La lauréate du prix Nobel de la Paix Aung San Suu Kyi a très rarement commenté ces discriminations, se contentant de décrire dans la presse internationale une situation « extrêmement complexe ». Son parti assume cette prudence. « Il y a énormément d’extrémistes arakanais, explique U Sein Kyaw, le parrain de la LND à Gwa, une localité du sud de l’Arakan qu’a visitée Aung San Suu Kyi. Si elle dit quelque chose, ils vont mal l’interpréter et utiliser ses propos pour l’attaquer. C’est pour cela qu’elle n’a rien dit. Je ne crois pas qu’elle ait peur d’eux mais elle ne veut pas créer de problèmes. »

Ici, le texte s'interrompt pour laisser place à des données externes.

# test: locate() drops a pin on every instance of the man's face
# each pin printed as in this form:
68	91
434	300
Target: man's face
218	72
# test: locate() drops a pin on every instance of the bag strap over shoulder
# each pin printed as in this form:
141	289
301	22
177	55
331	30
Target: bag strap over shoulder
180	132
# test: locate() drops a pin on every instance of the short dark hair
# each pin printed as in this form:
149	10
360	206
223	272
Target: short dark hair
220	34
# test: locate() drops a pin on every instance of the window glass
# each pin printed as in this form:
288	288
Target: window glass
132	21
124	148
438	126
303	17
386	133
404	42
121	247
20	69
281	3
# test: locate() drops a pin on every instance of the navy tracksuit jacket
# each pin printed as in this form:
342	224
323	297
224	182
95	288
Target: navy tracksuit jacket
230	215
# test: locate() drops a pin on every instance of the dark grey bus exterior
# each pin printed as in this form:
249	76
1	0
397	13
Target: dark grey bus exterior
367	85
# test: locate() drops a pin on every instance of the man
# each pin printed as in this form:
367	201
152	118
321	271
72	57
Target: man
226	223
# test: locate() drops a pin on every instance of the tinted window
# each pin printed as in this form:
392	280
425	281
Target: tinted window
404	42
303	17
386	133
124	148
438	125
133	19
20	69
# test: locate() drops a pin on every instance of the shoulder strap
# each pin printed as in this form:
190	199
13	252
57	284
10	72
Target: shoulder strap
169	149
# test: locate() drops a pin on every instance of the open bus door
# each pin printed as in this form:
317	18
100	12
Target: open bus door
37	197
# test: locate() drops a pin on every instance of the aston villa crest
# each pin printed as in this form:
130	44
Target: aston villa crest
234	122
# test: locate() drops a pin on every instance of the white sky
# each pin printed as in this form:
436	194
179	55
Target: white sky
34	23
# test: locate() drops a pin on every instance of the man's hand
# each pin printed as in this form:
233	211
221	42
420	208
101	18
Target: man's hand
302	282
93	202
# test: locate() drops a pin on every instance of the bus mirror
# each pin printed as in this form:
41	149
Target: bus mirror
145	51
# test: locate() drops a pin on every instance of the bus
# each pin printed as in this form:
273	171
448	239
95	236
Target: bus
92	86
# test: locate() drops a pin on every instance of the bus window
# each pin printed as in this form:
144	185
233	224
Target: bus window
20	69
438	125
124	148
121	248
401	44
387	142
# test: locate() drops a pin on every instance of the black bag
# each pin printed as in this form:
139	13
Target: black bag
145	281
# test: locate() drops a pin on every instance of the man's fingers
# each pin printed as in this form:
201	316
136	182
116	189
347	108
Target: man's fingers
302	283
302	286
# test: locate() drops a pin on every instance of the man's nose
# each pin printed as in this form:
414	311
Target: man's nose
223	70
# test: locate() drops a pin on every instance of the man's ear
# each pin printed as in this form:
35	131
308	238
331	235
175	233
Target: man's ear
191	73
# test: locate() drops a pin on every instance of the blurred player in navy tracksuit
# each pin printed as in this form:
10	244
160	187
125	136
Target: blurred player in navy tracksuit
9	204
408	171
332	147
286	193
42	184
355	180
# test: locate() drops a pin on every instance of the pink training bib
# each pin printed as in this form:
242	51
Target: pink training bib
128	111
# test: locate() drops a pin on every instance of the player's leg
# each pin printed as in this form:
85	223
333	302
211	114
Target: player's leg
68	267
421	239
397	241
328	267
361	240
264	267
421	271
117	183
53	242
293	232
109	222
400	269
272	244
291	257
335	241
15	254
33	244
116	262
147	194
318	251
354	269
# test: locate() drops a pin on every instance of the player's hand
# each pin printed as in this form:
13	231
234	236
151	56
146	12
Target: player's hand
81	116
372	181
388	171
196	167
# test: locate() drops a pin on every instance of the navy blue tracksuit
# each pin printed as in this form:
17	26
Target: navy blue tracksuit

Sur place, ses silences lui valent peu de critiques. « Même si elle n’a rien fait pour l’Etat de l’Arakan, je sais que ça ira mieux si elle est élue », s’enthousiasme U Tin Ngwe, qui a écouté Aung San Suu Kyi à Taunggok, une ville de l’Arakan à très forte majorité bouddhiste. Beaucoup lui trouvent des excuses et lui pardonnent volontiers. « Elle n’a rien dit mais ce n’est pas de sa faute », estime U Khin Maung Myint, secrétaire du Parti national kaman pour le développement (KNDP), installé à Thandwe. Dans cette ville, cinq musulmans kamans ont été tués en octobre 2013 et de nombreuses maisons ont été incendiées. U Khin Maung Myint estime que la police n’est pas intervenue suffisamment rapidement pour contrôler ces violences. La députée Aung San Suu Kyi a présidé pendant trois années la Commission sur l’autorité de la loi, la paix et la tranquillité au Parlement national. « Elle n’a pas écrit de loi pour l’Arakan, concède U Khin Maung Myint. Mais elle ne pouvait rien faire car des groupes antimusulmans se sont opposés à elle. Elle ne veut pas de commentaires négatifs de la majorité bouddhiste. Elle n’a pas le choix avant les élections. »

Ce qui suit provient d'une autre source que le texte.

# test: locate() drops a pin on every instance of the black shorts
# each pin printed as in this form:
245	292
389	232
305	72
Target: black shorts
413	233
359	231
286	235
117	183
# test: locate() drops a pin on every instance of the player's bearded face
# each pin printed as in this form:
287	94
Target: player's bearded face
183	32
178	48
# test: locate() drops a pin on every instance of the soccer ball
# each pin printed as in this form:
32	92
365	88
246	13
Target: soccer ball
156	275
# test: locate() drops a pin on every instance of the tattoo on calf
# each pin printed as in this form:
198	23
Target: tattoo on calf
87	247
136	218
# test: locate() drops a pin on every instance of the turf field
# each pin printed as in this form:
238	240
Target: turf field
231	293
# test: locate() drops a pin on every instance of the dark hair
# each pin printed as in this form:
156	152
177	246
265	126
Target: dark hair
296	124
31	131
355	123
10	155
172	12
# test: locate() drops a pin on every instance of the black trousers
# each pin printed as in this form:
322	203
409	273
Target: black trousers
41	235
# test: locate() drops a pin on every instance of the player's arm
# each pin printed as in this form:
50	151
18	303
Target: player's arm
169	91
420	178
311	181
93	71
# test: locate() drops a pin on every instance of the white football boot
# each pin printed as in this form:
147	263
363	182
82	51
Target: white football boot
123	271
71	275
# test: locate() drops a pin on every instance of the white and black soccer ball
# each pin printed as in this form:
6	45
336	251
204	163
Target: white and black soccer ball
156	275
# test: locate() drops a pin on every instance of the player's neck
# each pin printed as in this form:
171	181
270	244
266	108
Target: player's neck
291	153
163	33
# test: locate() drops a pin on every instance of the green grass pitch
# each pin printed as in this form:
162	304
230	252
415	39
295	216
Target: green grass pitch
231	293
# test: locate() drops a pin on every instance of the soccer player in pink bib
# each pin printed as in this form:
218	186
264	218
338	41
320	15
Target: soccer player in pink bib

A Gwa, Aung San Suu Kyi a assisté à une cérémonie bouddhiste dans un monastère où elle a fait des offrandes aux bonzes. Quelques minutes plus tard, elle a longuement évoqué cet événement devant la foule. « Il y a longtemps, avant l’indépendance, un vénérable bonze avait aussi livré son enseignement à mon père [le général Aung San, père de l’indépendance] », a-t-elle notamment expliqué. Son long récit lui a permis de démontrer son attachement à la religion et aux traditions. Attaquée par la frange la plus radicale du clergé qui l’accuse de servir les intérêts des musulmans, elle a rappelé l’enracinement du bouddhisme dans sa famille au détour de cette anecdote destinée à rassurer l’électorat.

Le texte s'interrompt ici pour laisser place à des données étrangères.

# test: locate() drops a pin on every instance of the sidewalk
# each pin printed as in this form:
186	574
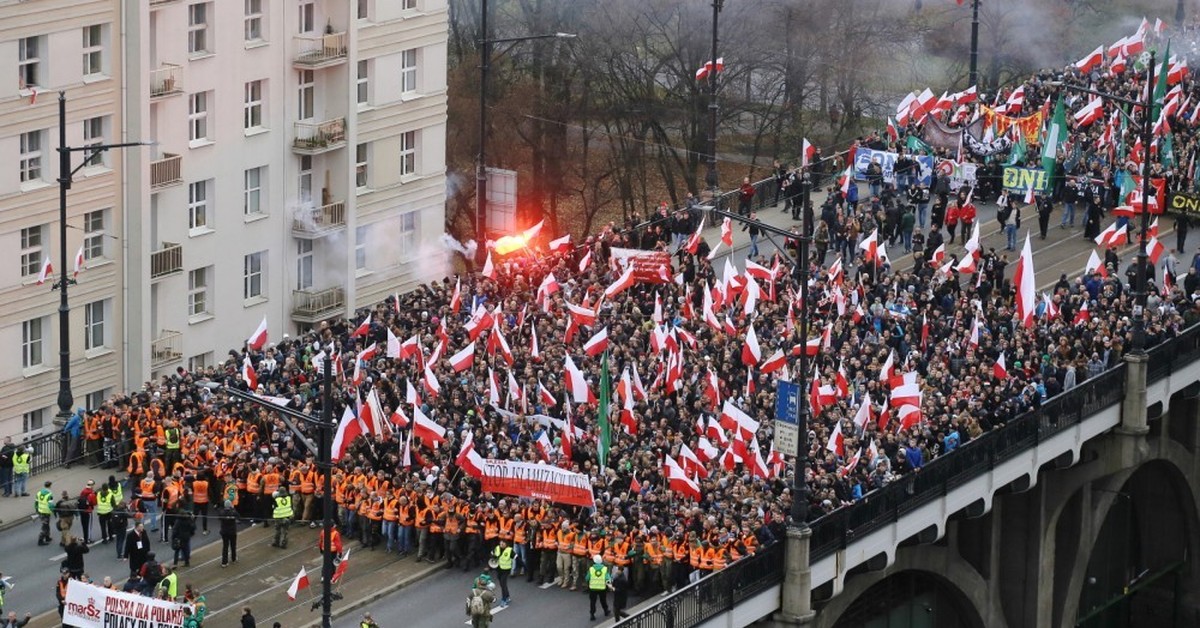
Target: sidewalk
15	512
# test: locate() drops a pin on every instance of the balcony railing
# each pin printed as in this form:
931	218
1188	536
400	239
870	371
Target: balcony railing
318	221
313	138
166	81
167	259
166	171
166	348
312	306
321	51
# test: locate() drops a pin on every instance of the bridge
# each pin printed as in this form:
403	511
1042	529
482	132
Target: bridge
1079	513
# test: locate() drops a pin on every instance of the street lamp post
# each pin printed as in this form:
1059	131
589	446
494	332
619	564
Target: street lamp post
485	66
65	399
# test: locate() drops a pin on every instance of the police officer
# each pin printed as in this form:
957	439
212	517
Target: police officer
45	506
598	586
282	518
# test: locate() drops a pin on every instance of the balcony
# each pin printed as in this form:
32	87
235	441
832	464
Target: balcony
313	138
167	261
166	81
166	348
315	52
316	222
313	306
167	171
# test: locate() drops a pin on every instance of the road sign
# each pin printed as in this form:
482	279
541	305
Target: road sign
787	417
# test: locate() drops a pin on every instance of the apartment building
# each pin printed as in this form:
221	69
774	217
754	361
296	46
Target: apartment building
297	172
47	46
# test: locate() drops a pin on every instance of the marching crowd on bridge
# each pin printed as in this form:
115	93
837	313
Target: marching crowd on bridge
909	362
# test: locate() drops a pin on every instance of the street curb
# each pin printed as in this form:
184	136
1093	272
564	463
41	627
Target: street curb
381	593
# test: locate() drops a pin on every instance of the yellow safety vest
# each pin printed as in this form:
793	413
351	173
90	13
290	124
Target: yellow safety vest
283	507
21	462
598	578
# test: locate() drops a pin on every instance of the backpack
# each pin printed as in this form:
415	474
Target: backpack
477	605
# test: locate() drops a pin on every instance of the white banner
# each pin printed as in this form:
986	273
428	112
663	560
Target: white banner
93	606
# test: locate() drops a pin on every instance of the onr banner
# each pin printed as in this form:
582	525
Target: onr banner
540	482
93	606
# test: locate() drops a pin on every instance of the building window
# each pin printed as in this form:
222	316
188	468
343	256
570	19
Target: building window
253	21
198	28
304	264
198	292
198	205
252	198
95	332
364	83
408	153
94	136
198	117
361	165
252	275
33	342
307	16
253	105
31	156
94	49
407	233
360	247
408	71
29	61
95	227
31	239
33	422
306	93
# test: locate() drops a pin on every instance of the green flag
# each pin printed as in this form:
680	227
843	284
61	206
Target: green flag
1056	135
603	419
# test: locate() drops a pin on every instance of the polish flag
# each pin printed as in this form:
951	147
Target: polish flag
425	429
348	429
249	375
750	351
299	584
256	341
1000	370
598	342
463	359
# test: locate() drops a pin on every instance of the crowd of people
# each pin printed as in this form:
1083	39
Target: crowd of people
905	364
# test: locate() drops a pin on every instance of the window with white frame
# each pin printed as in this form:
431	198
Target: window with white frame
307	16
198	292
408	233
408	71
33	420
253	21
304	264
198	205
95	234
94	49
252	275
360	247
30	159
253	105
306	95
94	132
363	165
198	117
252	197
95	315
198	28
31	240
408	153
364	82
29	61
33	342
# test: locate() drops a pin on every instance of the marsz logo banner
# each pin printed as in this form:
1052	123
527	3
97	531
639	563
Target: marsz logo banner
93	606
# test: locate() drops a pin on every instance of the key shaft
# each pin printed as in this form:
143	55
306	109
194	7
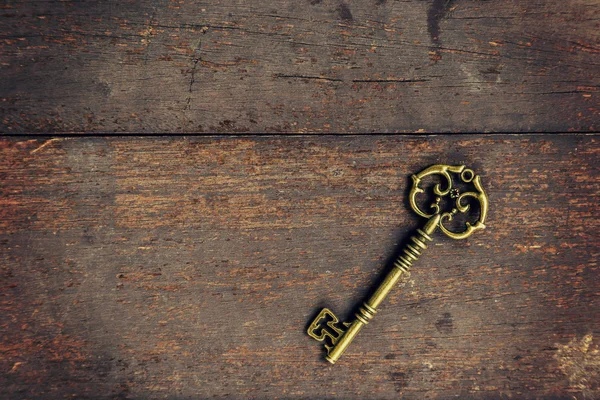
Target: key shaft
366	312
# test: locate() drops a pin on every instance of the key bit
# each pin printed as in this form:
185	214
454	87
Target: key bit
326	327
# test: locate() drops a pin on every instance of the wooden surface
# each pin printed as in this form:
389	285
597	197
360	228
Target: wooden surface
299	66
190	268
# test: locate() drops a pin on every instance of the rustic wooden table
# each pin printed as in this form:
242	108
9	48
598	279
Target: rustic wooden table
188	266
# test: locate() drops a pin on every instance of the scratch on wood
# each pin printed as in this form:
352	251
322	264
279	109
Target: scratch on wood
46	143
580	362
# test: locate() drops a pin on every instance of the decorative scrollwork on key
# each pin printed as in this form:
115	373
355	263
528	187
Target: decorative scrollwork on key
467	176
327	326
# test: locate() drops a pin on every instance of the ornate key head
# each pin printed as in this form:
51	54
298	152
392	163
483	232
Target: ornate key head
448	189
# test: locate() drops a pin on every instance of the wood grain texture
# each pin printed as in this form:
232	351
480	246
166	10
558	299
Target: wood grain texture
300	66
190	268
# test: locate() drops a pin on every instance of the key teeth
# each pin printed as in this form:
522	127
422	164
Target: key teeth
320	331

Les critiques les plus acerbes viennent du Parti national arakanais (ANP), l’adversaire le plus sérieux de la LND dans l’Etat côtier. L’ANP se présente comme le parti qui défend le mieux les intérêts des Arakanais face au prétendu danger musulman. « Ce qu’Aung San Suu Kyi a dit [dans l’Arakan] est général et superficiel, et cela n’aura pas d’effet », critique Htun Aung Kyaw, le secrétaire de l’ANP. Lui est plus direct. Son programme pour la paix consiste à maintenir « pendant des jours, des semaines, des mois, des années, les Bangladais illégaux dans des camps où nous prendrons soin d’eux ». Sans élaborer, il estime qu’Aung San Suu Kyi a tenu des propos favorables aux musulmans et qu’elle « ne comprend pas bien les deux communautés ». Se référant systématiquement à l’histoire ancienne et à la complexité des relations entre bouddhistes et musulmans dans l’Arakan depuis des siècles, il considère qu’Aung San Suu Kyi « ne peut comprendre la situation que depuis 1988, quand elle est rentrée au pays ».